Он вышел из дома и пошёл знакомой улицей, высматривая бутылки или то, что плохо лежало и представляло хоть какую-то ценность. Палкой он ворошил небольшие горки снега, надеясь, что в них притаилась бутылка или банка, – как грибник, он ворошил белую листву в поисках желанного подосиновика или груздя.
Вдруг увидел мигающий синий фонарь вдалеке.
«Милиция. Лучше держаться от нее подальше», – подумал Вова и хотел было свернуть в проулок, но что-то потянуло на этот опасный, но одновременно манящий мерцающий огонёк. Подходил ближе и видел людей в форме, врача, ожидающего чего-то, людей в штатском, видимо, зевак, вспышки камер. Предчувствие беды прокатилось в нём волной. Он подходил всё ближе и всё больше боялся увидеть, что же там произошло, но неведомая сила заставляла побороть страх.

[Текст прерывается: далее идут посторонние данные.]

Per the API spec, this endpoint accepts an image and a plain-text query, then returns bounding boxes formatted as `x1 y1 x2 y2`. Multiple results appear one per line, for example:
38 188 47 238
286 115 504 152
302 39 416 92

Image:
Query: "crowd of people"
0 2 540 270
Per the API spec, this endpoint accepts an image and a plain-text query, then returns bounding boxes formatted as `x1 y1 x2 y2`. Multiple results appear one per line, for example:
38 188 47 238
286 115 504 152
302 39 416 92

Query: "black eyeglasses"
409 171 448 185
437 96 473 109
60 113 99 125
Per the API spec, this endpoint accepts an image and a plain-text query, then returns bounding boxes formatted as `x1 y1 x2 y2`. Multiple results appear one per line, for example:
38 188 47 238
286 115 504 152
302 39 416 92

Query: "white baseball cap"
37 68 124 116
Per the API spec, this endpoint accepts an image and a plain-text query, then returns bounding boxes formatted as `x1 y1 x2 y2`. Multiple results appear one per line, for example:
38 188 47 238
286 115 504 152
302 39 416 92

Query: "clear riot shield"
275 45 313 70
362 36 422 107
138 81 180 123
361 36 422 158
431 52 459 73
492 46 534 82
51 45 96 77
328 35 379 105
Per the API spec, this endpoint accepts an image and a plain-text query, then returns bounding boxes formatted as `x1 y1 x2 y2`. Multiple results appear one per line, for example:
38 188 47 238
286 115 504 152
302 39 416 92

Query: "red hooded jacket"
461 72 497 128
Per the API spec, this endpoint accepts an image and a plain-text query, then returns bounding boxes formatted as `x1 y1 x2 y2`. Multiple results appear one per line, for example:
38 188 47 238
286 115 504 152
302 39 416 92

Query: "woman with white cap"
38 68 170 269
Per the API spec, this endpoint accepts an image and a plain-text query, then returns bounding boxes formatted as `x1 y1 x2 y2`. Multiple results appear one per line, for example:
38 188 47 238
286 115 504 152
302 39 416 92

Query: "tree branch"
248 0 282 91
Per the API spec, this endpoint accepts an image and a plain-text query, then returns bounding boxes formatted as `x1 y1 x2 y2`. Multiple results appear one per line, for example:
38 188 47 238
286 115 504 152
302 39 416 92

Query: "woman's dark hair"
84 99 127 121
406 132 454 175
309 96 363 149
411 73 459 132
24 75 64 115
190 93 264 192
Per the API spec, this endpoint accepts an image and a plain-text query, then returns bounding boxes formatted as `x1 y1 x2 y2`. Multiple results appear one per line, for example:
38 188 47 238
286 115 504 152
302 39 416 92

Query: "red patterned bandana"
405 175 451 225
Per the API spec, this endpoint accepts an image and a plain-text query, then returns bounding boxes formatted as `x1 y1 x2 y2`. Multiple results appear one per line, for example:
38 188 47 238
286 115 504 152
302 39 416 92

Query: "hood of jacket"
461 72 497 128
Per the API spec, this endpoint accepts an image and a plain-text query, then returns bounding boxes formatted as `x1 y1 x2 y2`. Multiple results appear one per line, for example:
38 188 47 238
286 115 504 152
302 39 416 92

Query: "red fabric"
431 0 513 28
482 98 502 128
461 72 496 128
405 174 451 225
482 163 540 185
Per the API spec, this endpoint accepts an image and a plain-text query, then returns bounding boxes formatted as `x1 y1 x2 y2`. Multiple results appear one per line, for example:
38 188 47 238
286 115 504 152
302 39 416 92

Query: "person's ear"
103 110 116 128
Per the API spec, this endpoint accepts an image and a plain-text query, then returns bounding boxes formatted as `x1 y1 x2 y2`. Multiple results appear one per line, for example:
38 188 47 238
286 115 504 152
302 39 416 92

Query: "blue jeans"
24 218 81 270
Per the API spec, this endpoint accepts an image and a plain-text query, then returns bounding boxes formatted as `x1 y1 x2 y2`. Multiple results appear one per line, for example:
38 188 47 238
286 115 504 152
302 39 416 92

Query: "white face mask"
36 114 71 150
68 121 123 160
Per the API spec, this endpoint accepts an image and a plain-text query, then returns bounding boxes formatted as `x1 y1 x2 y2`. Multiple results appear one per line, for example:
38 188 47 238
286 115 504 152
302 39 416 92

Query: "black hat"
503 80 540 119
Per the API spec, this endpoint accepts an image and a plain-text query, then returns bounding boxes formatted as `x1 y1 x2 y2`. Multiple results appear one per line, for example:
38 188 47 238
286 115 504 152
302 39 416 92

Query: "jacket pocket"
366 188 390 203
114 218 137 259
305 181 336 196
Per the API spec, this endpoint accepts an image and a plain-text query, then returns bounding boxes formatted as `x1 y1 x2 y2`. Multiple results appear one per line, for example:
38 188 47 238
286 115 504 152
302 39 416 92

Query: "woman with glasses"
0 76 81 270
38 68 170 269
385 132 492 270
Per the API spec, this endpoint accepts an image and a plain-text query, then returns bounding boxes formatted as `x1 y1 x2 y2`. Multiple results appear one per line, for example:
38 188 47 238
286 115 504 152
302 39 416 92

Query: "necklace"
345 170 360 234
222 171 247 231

Подойдя совсем близко, он заметил окровавленное тело, вокруг которого, как на шабаше, плясали шаманы в синих кителях со звёздами на плечах, ритуальные танцоры в белых халатах, кружила толпа зевак, старающихся впитать в себя энергию, источаемую ещё не покинутым душой недавно умершим. Тело было накрыто простынёй, пропитавшейся кровью, как скатерть густым кетчупом, снег испачкан кровавыми каплями. «Кто бы это мог быть? – спросил он себя, – не повезло бедняге». Из-под покрывала торчала только рука, и, чтобы рассмотреть её, он подошёл поближе и тут же отшатнулся, как будто увидел руку самой смерти. Это была её рука! Без сомнения, это были её морщинистые, но ещё изящные пальцы, её шерстяной оберег на запястье. В руке было что-то зажато. Вытирая глаза от слёз, дядя Вова подошёл ближе, присмотрелся и увидел нечто – в этот момент струя раскалённого металла облила его сердце, он отошёл в сторону, оперся на забор и тихо осел на мягкую, как перина, запорошенную снегом землю.
В безжизненной руке был зажат её подарок – деревянный гребешок, перевязанный маленькой красной ленточкой, тот, что мог сделать его снова красивым и сильным, весёлым, способным на поступки и мечты, мог вдохнуть душу и разум, мог вернуть свободу и веру, мог вернуть к жизни.